Vraag me: wie Styrofoma van Brockhorst is. Haar vader Protestanthius van Brockhorst was destijds de ambassadeur van Naaldwijk in Den Haag en Styrofoma zat bij mij in de derde klas van de kweekschool aan de Koningin Emmakade. Ik kan me, ahoewel ik de statige woning van de Van Brockhorsts in de Indische buurt heb bezocht, geen moeder herinneren, volgens mij was die er niet en dat zou meteen kunnen verklaren waarom Styrofoma tien jaar eerder in de gekleurde lappen liep, die in de late jaren zestig het straatbeeld zouden bepalen. Ze reed op een eigen merk bromfiets.

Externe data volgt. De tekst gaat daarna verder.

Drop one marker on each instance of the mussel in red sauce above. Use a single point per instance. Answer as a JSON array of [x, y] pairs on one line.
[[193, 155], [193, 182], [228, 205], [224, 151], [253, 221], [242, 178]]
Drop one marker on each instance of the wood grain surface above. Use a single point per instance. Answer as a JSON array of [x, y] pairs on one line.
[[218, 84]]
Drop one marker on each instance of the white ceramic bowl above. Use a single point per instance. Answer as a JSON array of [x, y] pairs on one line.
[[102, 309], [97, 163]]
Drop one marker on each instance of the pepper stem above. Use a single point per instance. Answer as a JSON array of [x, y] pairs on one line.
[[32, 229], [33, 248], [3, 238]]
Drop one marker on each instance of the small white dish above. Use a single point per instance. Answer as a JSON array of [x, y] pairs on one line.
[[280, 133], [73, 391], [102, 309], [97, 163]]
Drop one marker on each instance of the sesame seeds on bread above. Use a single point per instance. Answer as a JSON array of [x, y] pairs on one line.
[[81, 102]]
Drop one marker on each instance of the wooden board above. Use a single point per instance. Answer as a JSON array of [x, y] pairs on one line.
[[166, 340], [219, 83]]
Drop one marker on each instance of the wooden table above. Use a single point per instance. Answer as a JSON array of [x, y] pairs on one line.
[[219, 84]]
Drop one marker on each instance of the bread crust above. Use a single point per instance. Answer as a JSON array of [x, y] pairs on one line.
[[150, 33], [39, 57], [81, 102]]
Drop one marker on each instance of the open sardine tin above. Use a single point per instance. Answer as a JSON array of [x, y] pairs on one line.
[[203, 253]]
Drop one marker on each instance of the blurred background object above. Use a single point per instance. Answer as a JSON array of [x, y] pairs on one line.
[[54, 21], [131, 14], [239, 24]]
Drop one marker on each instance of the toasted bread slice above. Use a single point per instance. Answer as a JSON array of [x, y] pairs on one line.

Een bromfiets, die in de verte wel iets leek op een NSU “Quickly”, alleen stond er in zwierig schrift “Styra” op de tank, dat was ook haar roepnaam. Ik dreigde per abuis haar vriendje te worden tijdens de jaarlijkse schoolavond: ik had mijn zinnen gezet op een dansje met Bima Futs, maar toen ik eindelijk de moed verzameld had om haar te vragen, bleek zij reeds naar huis en om niet geheel de  sukkel te zijn, waar velen mij op school voor hielden, vroeg ik Styrofoma ten dans. Onhandig, als ik was, kon ik me niet aan haar greep ontworstelen en moest haar uiteindelijk naar huis begeleiden. Zij woonde in geheel verkeerde richting. In feite tegenovergesteld aan de mijne, want ik woonde achter het Zuiderpark. Eenmaal buiten liet ze zich weinig gelegen liggen aan mijn snelheid. Ze weigerde mij voort te trekken, omdat haar vader haar verteld had, dat het motortje van de “Styra” daar niet opgebouwd was. Ze reed telkens een stukje voor me uit en wachtte dan, omkijkend, op een hoek op mij. Ik vond de situatie vernederend, maar besloot vol te houden. Na een marteling van iets meer dan een kwartier stonden we voor haar huis, waar ze mij, met een nog lopend motortje, ogenblikkelijk om de hals viel. Ze droeg een onplezierig parfum en bleek in het korte gesprek dat we hadden, van de verkeerde muziek te houden.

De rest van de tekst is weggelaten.